Jeffrey was cleaning the other day and asked if I wanted to keep an invitation to a baby shower. The event had long passed; the baby had been born, and I had already gone to see the new little family and sniffed said newborn's noggin with abandon. I really couldn't think of a reason to keep the invitation, but I didn't want to toss it either, so I told him I'd put it in my memory box. He paused for a beat, then asked if that was a euphemism for something.
It's not. I have memory boxes scattered throughout the house. They're full of pictures, old date books, articles, cards from friends, any little snippets that I liked. The main one is just plain corrugated cardboard, and I go through it maybe once every few years. It's painful and embarrassing to look through, but I keep it just the same.
I've been wondering about this practice lately. Not about it as such, really, but about the way I think about the past, specifically things I've done wrong. I'm a regret hoarder. I know the arguments against such nonsense, and I've spouted them plenty of times (sorry!): If you make a mistake, you either had bad information or a bad decision-making process. If it's bad information, you can't blame yourself; if it's a bad process, you can work to change it. I know. I get it. But I've never been able to do it.
True story: In second grade, our teacher used a sticker program to motivate good behavior. Sitting down quietly after recess and the like. And a few friends and I, who were the good kids and who would have had the most of these stickers anyway, gamed the system. As the year went on, we were the ones trusted to hand out these stickers (circles, they were called, since they were the cheap little round labels you'd get at an office supply store), and each of our friends would get more than one. So at the end of the year, we ended up with a really insane number of circles.
But here's the actual crazy part: When I was a senior in college (so, 14 years later), I wrote to Miss Randle about it. And this was before the internet had really come into its bloated own. I tracked her down (on paper!) and came clean. I never heard back.

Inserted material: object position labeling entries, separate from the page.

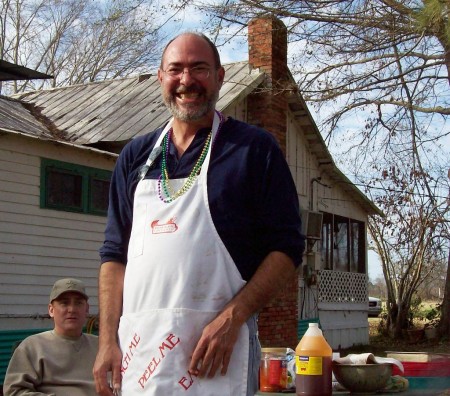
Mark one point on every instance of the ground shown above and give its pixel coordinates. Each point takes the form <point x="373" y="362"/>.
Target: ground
<point x="379" y="344"/>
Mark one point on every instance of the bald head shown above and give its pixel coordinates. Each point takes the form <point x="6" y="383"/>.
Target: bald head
<point x="214" y="51"/>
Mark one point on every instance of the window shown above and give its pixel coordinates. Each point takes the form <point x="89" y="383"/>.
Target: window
<point x="74" y="188"/>
<point x="343" y="244"/>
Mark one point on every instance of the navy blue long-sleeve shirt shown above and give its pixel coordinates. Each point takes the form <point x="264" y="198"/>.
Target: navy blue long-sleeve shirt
<point x="252" y="197"/>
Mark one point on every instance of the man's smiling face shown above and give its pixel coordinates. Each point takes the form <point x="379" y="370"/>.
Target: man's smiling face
<point x="190" y="98"/>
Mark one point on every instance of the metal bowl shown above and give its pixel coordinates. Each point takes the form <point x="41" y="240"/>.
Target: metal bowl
<point x="362" y="377"/>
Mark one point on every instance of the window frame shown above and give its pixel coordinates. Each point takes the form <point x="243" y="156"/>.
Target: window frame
<point x="87" y="174"/>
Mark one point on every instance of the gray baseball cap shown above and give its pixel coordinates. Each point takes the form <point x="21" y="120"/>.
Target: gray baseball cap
<point x="68" y="285"/>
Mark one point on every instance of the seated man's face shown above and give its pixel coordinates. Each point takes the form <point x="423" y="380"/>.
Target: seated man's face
<point x="69" y="312"/>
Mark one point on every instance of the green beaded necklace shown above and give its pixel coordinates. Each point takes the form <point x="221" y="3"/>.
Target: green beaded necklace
<point x="164" y="181"/>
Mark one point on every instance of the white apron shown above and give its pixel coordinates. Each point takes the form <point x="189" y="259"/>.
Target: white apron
<point x="178" y="277"/>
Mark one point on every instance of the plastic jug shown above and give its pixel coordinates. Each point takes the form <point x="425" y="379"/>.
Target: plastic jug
<point x="313" y="364"/>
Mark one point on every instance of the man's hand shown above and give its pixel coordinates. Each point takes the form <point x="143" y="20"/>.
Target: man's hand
<point x="109" y="360"/>
<point x="214" y="349"/>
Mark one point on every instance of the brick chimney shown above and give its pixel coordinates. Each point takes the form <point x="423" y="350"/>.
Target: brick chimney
<point x="267" y="48"/>
<point x="267" y="107"/>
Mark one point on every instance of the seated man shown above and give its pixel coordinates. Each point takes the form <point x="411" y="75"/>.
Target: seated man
<point x="57" y="362"/>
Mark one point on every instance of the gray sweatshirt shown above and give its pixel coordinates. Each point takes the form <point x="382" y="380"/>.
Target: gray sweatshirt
<point x="52" y="365"/>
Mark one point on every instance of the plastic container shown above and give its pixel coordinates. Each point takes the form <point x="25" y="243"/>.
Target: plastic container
<point x="273" y="370"/>
<point x="313" y="364"/>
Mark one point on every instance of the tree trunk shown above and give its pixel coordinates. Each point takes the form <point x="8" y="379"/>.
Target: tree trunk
<point x="444" y="325"/>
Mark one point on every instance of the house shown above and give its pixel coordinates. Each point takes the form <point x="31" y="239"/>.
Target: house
<point x="58" y="147"/>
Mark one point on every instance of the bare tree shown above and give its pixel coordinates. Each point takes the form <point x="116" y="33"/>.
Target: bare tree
<point x="410" y="239"/>
<point x="78" y="41"/>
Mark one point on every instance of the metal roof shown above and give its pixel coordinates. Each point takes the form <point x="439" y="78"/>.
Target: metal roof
<point x="121" y="109"/>
<point x="106" y="114"/>
<point x="11" y="71"/>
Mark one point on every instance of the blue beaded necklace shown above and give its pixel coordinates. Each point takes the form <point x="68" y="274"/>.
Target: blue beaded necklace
<point x="164" y="181"/>
<point x="165" y="191"/>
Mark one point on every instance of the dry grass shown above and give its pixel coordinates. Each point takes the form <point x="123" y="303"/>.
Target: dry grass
<point x="380" y="344"/>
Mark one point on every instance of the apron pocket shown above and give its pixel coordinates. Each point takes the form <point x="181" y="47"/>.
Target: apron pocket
<point x="138" y="231"/>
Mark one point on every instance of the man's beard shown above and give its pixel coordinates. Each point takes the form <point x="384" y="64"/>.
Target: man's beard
<point x="194" y="112"/>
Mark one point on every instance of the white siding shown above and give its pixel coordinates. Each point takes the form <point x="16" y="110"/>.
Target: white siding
<point x="38" y="246"/>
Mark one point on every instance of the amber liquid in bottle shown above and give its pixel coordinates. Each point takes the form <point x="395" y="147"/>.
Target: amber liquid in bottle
<point x="313" y="364"/>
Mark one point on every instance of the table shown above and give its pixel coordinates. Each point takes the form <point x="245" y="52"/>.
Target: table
<point x="409" y="392"/>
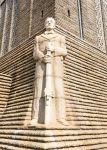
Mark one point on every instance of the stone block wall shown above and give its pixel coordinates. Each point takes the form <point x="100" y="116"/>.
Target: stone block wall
<point x="20" y="20"/>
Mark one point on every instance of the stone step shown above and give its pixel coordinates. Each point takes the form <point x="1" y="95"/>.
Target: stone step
<point x="70" y="138"/>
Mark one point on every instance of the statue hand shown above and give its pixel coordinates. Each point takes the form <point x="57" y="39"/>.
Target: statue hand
<point x="47" y="59"/>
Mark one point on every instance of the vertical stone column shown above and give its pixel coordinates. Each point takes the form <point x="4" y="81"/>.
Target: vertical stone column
<point x="31" y="15"/>
<point x="13" y="25"/>
<point x="2" y="16"/>
<point x="6" y="28"/>
<point x="100" y="27"/>
<point x="104" y="13"/>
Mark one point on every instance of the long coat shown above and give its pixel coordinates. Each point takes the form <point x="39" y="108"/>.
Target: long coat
<point x="59" y="46"/>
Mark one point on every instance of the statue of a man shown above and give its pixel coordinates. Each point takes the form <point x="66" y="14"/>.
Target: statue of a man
<point x="54" y="43"/>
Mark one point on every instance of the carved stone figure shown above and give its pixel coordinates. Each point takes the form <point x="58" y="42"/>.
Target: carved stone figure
<point x="49" y="53"/>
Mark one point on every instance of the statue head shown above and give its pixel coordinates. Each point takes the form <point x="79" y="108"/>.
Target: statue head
<point x="49" y="23"/>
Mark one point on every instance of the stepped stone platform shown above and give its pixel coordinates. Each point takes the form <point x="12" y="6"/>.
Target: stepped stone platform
<point x="39" y="138"/>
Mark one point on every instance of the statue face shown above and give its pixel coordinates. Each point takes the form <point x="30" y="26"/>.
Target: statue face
<point x="50" y="23"/>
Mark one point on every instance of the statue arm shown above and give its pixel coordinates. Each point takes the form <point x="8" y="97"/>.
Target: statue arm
<point x="37" y="54"/>
<point x="61" y="51"/>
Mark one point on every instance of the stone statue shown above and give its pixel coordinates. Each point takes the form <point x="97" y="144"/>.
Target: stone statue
<point x="49" y="53"/>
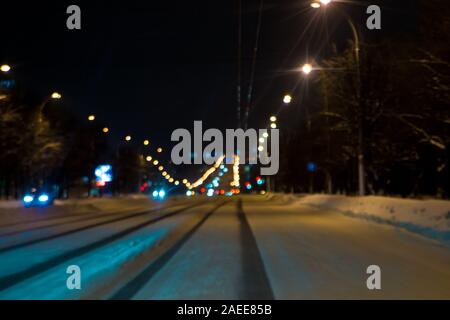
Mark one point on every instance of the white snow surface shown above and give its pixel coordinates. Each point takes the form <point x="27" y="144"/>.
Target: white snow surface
<point x="428" y="217"/>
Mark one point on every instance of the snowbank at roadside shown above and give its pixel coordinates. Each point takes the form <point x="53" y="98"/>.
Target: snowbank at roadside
<point x="427" y="217"/>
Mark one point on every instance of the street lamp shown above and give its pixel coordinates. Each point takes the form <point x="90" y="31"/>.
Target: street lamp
<point x="53" y="96"/>
<point x="5" y="68"/>
<point x="56" y="96"/>
<point x="307" y="68"/>
<point x="356" y="38"/>
<point x="287" y="99"/>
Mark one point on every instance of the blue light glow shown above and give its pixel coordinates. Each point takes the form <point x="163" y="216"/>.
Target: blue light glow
<point x="43" y="198"/>
<point x="28" y="199"/>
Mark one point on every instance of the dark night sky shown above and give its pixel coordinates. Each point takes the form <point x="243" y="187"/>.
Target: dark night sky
<point x="148" y="67"/>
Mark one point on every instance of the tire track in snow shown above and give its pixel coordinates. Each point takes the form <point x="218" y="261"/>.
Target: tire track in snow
<point x="256" y="284"/>
<point x="15" y="278"/>
<point x="90" y="226"/>
<point x="132" y="288"/>
<point x="86" y="217"/>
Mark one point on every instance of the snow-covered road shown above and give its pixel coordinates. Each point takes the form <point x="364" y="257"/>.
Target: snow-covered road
<point x="223" y="248"/>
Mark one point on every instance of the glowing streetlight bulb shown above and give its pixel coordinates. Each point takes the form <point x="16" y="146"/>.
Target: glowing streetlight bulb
<point x="56" y="95"/>
<point x="307" y="68"/>
<point x="5" y="68"/>
<point x="287" y="99"/>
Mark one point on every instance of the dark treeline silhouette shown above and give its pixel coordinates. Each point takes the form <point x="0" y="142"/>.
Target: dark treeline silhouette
<point x="403" y="106"/>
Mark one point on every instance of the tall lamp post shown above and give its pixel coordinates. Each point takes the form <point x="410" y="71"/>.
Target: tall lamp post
<point x="356" y="38"/>
<point x="53" y="96"/>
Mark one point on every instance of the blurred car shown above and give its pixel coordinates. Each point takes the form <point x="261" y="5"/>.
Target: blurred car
<point x="38" y="198"/>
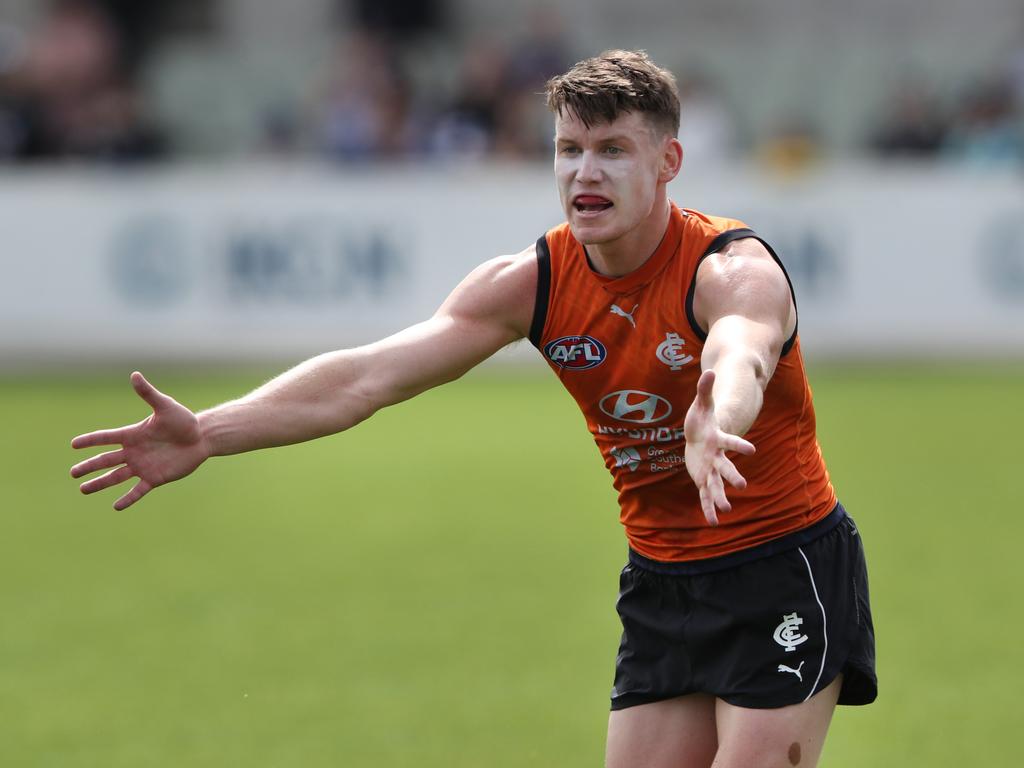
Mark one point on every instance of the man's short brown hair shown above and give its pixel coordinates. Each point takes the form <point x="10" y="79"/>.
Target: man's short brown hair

So that's the kind of person I am.
Facebook has made this act of leaving the past in the past even more difficult for someone like me. I somehow believe that if I become friends with someone now, I can undo whatever we did to each other in the past. For years I looked for a kid I knew in second grade (a troubled year, now that I reflect on it) who I think had a crush on me, because I wasn't very nice to him. Seven, I was when this happened. And you know? This year he tracked me down. I apologized right away. And he didn't remember any of it.

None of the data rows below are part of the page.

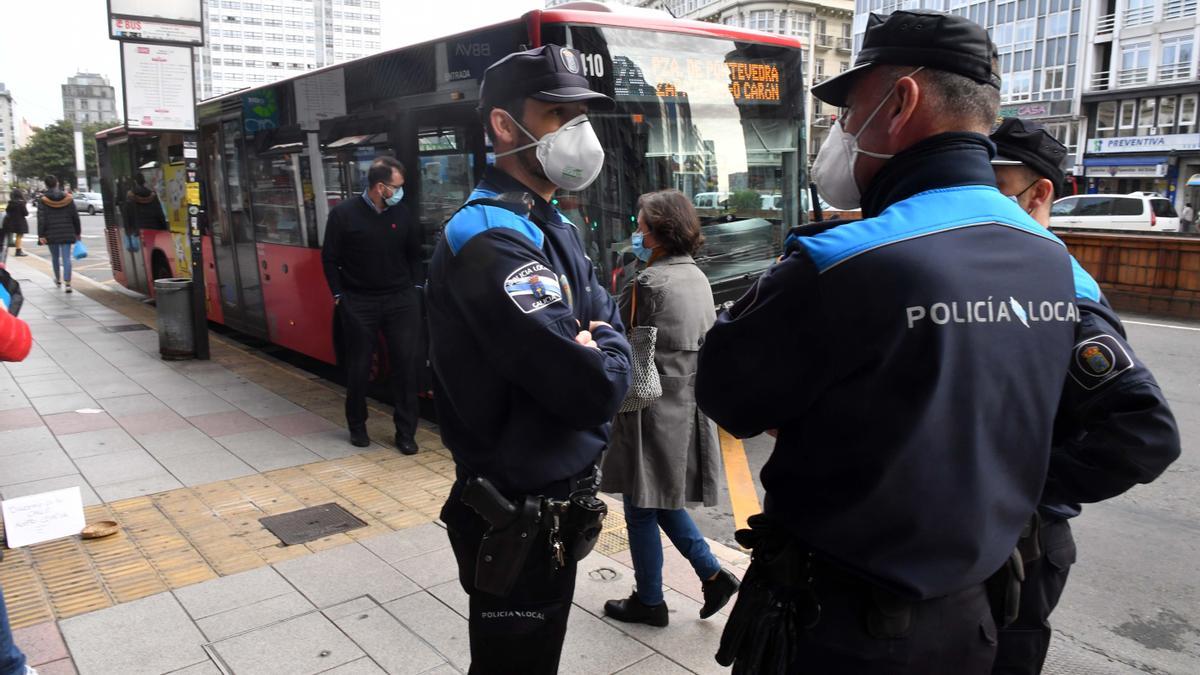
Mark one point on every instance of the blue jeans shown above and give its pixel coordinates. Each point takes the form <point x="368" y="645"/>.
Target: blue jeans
<point x="60" y="255"/>
<point x="12" y="662"/>
<point x="647" y="549"/>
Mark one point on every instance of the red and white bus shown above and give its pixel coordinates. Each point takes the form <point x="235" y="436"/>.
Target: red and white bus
<point x="701" y="107"/>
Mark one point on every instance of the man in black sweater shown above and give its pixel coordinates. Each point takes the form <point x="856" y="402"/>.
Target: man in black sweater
<point x="372" y="256"/>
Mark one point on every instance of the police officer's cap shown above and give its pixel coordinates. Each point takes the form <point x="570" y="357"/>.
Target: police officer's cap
<point x="916" y="37"/>
<point x="1027" y="143"/>
<point x="550" y="73"/>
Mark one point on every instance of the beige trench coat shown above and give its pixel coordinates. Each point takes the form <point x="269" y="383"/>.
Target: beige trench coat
<point x="669" y="454"/>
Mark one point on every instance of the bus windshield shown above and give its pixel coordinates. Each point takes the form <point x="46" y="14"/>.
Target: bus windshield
<point x="715" y="119"/>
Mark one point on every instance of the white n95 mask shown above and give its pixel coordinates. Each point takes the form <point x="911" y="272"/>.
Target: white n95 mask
<point x="571" y="155"/>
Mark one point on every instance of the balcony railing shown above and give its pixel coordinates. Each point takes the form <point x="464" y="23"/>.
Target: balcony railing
<point x="1174" y="72"/>
<point x="1179" y="10"/>
<point x="1133" y="77"/>
<point x="1138" y="16"/>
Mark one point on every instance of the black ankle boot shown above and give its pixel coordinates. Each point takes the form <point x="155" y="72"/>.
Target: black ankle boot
<point x="633" y="610"/>
<point x="718" y="592"/>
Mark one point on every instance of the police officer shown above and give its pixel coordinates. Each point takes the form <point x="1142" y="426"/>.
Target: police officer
<point x="1114" y="428"/>
<point x="529" y="358"/>
<point x="909" y="363"/>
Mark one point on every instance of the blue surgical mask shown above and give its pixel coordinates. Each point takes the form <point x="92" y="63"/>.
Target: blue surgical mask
<point x="641" y="251"/>
<point x="395" y="196"/>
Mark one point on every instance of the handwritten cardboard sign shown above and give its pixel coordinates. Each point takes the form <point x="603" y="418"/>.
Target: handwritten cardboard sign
<point x="41" y="518"/>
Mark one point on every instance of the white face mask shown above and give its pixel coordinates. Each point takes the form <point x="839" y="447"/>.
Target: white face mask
<point x="571" y="155"/>
<point x="833" y="171"/>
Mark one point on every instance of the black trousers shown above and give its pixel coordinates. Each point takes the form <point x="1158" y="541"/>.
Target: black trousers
<point x="399" y="318"/>
<point x="523" y="632"/>
<point x="1024" y="644"/>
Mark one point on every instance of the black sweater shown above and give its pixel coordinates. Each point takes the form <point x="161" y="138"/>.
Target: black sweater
<point x="371" y="252"/>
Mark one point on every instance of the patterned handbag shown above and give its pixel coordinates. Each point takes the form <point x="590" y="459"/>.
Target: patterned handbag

So here I am, carrying all of these things around -- things that I've done wrong, things that other people have done wrong -- and is it worth a damn thing? I could argue no, but I still do it.
I think, by extension, I do the same thing with relationships. A few years ago, I was chatting with a friend from college about how much I missed our other friends from college. I was lamenting all I'd done a lot wrong, and how I'd fucked up those friendships. He told me something that sort of rocked my world: Relationships have an arc. They have a beginning, a middle and an end. Like everything else. Some are longer, some are shorter. Goddamn it if he wasn't right.
I had just never thought about it that way before. I just figured, when you know someone, you know them forever. The idea of having someone I *used* to know was completely foreign to me. You may lose touch, but how can you actually not know someone?
But I'm starting to understand, finally, that that is not the case. That we can have endings to relationships and be OK.
Someone recently unfriended me on Facebook. We didn't have a ton in common, but we knew each other a long time ago. And there are tons of people who won't accept my friend requests -- people who had been really important to me at one time. And you know? It's taken me a long time but I finally understand that that's OK. There are relationships that are open, in which both of us float in and out of touch for decades. And these are just not those. It doesn't change the fact that they will always be important to The Story Of Firstname Lastname. But their narrative can be written in past tense.